[bogofilter] Are token pairs useful

Fri Apr 16 07:52:04 CEST 2004

Hi!

Using the patch David provided for token pairs
(http://article.gmane.org/gmane.mail.bogofilter.general/7580)
I tested how this feature compares to the single token
approach. In both cases I used my version of the lexer
(http://piology.org/bogofilter/). I used 10000 ham mails and
15000 spam mails for training and 4556 ham mails and 5500
spam mails for testing. With both versions I did full
training and training to exhaustion.

The first question is how much the size of the database will
change (databases compacted):

Training | Pairs |  ham  |  spam |  kb
---------+-------+-------+-------+------
TTE (4)  |   n   |   225 |   433 |  2212
---------+-------+-------+-------+------
TTE (4)  |   y   |   222 |   378 | 10216
---------+-------+-------+-------+------
Full     |   n   | 10000 | 15000 | 15664
---------+-------+-------+-------+------
Full     |   y   | 10000 | 15000 | 92788

More important: Do we get better results?
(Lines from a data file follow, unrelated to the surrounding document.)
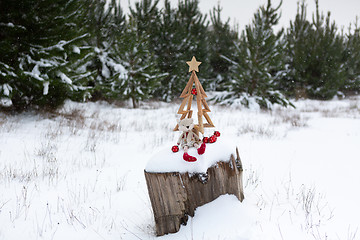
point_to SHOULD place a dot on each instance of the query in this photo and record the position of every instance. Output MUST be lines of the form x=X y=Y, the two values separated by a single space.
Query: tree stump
x=175 y=196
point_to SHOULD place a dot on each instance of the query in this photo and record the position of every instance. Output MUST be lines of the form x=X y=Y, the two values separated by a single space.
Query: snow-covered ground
x=78 y=173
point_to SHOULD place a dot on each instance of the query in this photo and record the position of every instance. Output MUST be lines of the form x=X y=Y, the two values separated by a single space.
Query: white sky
x=343 y=12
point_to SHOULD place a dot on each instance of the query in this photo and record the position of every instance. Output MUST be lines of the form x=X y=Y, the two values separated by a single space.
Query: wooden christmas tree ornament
x=203 y=107
x=176 y=193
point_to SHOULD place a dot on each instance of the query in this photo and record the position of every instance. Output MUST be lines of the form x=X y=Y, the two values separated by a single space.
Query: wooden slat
x=181 y=108
x=208 y=119
x=206 y=106
x=187 y=90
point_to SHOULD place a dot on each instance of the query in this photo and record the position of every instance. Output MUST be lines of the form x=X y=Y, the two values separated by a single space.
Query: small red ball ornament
x=175 y=148
x=212 y=139
x=193 y=91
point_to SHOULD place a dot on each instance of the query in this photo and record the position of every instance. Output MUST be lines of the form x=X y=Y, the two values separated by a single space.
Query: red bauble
x=175 y=148
x=193 y=91
x=212 y=139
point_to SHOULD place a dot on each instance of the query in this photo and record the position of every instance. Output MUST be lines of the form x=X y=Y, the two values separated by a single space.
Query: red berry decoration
x=193 y=91
x=175 y=148
x=212 y=139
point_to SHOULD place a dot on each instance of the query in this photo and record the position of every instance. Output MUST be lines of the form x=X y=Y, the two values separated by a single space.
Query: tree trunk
x=175 y=196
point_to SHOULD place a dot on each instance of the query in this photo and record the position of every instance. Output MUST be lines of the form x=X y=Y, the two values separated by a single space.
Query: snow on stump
x=176 y=188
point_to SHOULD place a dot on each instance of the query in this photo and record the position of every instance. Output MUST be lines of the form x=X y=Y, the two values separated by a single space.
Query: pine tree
x=39 y=42
x=221 y=40
x=106 y=24
x=258 y=64
x=296 y=54
x=316 y=56
x=181 y=33
x=140 y=77
x=352 y=65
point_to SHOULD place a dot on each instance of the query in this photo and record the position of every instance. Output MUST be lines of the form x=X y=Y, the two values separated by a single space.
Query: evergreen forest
x=89 y=50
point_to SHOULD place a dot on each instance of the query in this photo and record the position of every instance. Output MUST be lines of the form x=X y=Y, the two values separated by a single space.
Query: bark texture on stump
x=175 y=196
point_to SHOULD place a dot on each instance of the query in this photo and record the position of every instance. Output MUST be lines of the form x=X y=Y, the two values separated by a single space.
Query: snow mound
x=224 y=218
x=167 y=161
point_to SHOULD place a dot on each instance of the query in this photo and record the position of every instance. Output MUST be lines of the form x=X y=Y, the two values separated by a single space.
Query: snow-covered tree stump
x=175 y=195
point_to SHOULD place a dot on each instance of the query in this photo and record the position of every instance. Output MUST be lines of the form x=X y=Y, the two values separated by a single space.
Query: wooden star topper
x=193 y=65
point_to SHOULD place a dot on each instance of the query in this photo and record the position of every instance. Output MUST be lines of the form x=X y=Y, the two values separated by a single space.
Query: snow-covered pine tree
x=106 y=23
x=39 y=41
x=180 y=34
x=316 y=56
x=258 y=63
x=221 y=40
x=352 y=65
x=296 y=55
x=326 y=74
x=141 y=77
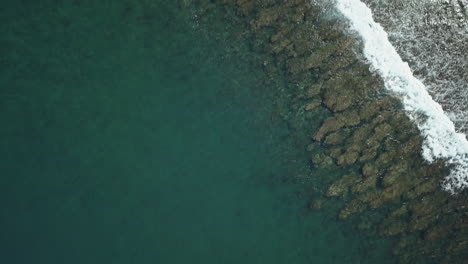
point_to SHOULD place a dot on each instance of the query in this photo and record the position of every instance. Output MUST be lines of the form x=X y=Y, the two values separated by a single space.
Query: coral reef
x=363 y=131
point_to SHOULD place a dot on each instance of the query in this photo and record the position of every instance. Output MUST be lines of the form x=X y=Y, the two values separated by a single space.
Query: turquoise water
x=129 y=137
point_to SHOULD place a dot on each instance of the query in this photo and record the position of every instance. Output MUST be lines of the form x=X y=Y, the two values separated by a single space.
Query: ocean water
x=129 y=136
x=442 y=139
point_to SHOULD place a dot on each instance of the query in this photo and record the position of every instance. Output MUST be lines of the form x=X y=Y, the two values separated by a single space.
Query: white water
x=441 y=139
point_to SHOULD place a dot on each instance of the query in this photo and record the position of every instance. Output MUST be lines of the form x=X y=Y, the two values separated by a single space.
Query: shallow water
x=129 y=137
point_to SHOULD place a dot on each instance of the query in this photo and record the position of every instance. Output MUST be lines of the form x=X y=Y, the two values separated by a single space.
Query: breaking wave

Training | Pairs | fp / | fn /
         |       | 4556 | 5500
---------+-------+------+-------
TTE      |   n   |   16 |   30  
---------+-------+------+-------
TTE      |   y   |   21 |   29  
---------+-------+------+-------
Full     |   n   |   18 |  150  
---------+-------+------+-------
Full     |   y   |   24 |  106  

Findings: Taken pairs of tokens is very expensive in
database size. Full training becomes unacceptable.

We can observe a tendency that spam is better recognized
(fewer messages used in TTE, less fn), but this effect is
not worth the effort, if at all then with full training.

Ham on the other hand fails badly. There are many more false
positives.

Taking all this together, paired tokens seem not useful.

It may well be that larger windows (like three to five
tokens) might be useful, especially when allowing skipping
of words.

pi